To outline this we take a the commonly known track Eine Kleine Nachtmusik composed by Wolfgang Amadeus Mozart as example:



Similar to a vinyl record, the audio played by this embedded player is represented in a coded form. The coding of the record is haptic. Depths and intervals of the grooves describe how the needle should transform the imprinted description into sound. Digital music is described in a similar way.

The audio signal is converted into a sequences of discrete numbers that are evenly spaced in time. This process of reducing a continuous signal to a discrete signal is called sampling. Sampling audio is similar to monitoring the temperature of an office by measuring every minute the current degree of Celsius. To digitize audio the voltage, generated by the sound pressure in the microphone, is measured. For digitizing audio especially music in CD quality, typically a sampling rate of 44100 Herz at a bit depth of 16 is used. This means, that each second of audio data is represented by 44100 16bit values.

This is how a computer sees 2 milliseconds of music:


It becomes more comprehensible when it is visualized as a bar-plot.

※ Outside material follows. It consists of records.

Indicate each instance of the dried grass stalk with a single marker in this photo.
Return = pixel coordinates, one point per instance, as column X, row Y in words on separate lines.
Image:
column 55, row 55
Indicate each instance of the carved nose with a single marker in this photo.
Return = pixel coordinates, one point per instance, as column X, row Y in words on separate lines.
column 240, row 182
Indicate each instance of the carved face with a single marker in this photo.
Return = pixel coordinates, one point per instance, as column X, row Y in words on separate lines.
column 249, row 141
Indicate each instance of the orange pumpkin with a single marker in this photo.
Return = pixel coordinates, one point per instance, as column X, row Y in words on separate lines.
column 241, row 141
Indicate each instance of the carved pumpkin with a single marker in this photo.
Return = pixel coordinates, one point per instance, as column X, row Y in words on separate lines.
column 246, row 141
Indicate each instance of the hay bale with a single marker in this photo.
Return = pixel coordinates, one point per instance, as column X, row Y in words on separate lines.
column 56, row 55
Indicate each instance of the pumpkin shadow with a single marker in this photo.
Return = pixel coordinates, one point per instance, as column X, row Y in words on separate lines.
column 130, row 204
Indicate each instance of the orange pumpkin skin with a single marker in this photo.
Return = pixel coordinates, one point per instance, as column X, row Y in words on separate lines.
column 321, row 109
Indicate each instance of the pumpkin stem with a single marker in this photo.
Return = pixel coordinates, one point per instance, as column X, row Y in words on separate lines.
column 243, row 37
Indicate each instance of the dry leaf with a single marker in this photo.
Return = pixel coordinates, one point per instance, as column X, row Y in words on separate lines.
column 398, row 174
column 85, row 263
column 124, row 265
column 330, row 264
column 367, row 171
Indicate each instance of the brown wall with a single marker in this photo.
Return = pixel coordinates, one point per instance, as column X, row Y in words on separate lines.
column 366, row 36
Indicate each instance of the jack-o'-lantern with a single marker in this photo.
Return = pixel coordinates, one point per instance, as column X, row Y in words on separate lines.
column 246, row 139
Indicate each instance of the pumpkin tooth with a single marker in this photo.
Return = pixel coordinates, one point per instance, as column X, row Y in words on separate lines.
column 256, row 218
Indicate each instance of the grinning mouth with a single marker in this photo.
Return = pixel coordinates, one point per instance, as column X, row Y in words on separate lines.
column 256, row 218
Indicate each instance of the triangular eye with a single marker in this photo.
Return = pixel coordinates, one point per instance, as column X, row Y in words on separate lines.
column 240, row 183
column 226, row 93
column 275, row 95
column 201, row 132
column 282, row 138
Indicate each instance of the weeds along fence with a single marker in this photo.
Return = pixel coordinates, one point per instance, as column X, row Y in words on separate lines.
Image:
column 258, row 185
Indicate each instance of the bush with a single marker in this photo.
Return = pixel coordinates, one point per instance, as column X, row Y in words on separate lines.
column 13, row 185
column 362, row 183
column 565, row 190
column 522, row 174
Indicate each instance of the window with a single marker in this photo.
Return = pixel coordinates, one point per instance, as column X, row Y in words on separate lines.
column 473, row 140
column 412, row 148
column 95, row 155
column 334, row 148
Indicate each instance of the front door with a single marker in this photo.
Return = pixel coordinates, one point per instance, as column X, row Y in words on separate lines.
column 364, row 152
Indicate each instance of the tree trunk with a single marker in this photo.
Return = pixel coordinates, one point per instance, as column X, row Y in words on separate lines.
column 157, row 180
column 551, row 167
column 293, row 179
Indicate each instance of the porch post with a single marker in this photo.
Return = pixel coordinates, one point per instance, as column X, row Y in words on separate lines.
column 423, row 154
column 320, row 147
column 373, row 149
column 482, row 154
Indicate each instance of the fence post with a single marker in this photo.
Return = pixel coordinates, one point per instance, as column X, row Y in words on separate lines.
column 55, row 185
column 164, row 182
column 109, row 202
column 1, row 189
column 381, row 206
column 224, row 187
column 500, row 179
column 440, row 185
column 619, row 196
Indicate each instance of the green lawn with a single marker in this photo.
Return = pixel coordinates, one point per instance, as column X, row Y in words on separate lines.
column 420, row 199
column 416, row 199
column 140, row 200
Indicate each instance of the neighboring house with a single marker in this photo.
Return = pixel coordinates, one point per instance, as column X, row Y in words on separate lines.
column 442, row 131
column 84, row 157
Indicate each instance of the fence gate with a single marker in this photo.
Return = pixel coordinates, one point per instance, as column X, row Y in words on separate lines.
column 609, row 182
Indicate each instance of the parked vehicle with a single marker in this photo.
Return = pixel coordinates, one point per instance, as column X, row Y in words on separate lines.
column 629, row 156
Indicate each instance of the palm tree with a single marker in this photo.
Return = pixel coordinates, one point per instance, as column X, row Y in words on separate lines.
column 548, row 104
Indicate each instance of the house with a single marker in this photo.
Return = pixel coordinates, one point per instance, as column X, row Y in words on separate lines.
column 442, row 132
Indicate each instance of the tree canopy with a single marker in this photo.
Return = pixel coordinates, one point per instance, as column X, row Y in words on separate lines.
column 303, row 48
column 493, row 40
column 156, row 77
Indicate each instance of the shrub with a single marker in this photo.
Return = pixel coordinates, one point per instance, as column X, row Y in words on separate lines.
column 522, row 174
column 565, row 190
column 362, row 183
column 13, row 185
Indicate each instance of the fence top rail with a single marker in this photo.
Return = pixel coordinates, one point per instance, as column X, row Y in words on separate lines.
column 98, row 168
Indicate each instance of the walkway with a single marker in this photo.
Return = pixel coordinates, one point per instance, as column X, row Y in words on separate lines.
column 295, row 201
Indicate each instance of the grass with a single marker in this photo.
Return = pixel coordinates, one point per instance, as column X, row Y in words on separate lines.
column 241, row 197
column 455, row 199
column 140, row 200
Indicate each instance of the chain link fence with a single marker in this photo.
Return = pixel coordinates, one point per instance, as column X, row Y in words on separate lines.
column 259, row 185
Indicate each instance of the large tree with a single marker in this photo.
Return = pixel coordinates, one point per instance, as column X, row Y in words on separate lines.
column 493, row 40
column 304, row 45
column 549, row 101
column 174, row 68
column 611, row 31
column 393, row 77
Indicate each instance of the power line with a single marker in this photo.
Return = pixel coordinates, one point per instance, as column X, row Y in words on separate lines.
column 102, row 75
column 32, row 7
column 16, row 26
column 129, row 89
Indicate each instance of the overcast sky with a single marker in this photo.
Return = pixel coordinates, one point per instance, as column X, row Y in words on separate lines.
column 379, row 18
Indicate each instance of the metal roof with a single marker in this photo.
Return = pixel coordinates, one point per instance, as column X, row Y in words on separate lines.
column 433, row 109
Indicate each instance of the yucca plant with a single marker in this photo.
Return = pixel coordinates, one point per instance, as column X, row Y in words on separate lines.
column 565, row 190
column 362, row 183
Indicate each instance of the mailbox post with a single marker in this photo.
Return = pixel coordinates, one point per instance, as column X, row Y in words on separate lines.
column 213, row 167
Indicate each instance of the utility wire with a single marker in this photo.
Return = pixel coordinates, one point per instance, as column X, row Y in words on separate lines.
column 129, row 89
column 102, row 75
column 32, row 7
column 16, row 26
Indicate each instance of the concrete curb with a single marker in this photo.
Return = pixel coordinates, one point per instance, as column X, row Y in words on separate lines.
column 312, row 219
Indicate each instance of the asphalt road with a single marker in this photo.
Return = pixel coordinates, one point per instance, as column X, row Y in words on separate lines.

Now it can be observed, that there are positive and negative values and that they seem to oscillate up and down.

Blog - MIR intro_14_0

Zooming out and visualizing the entire song provides a familiar visualization of audio files called Waveform. The following waveform visualizes the sequence of the measured amplitudes. What can be seen in a Waveform? Only how intense the sound pressure has been measured at a certain moment. This is why the sampled audio data is also referred to as Time Domain data.

Blog - MIR intro_16_0

A waveform is a very limited representation of music information. It only plots the sequence of amplitude values measured by the microphone. In the previous example this might give an impression of the song structure, but this assumption does not hold generally as depicted by the next example, which is a Punk-Rock song:

Blog - MIR intro_19_0

Goals of Music Information Retrieval

These two different examples of music are a good starting to discuss the objectives of MIR. The songs sound apparently different. The question is how to mathematically model this description of musical difference?

To answer this we have to take a look at the information we have so far:

  • filename
  • wave-data
  • samplerate
  • number of audio-channels (e.g. mono, stereo)

It is obvious that the songs can be discriminated by their filenames, since common filesystems do not support identical filenames. The number of audio-channels would distinguish mono from stereo encoded songs, but nowadays the majority of the tracks is stereo encoded. Leaves us to handle the to pure audio data.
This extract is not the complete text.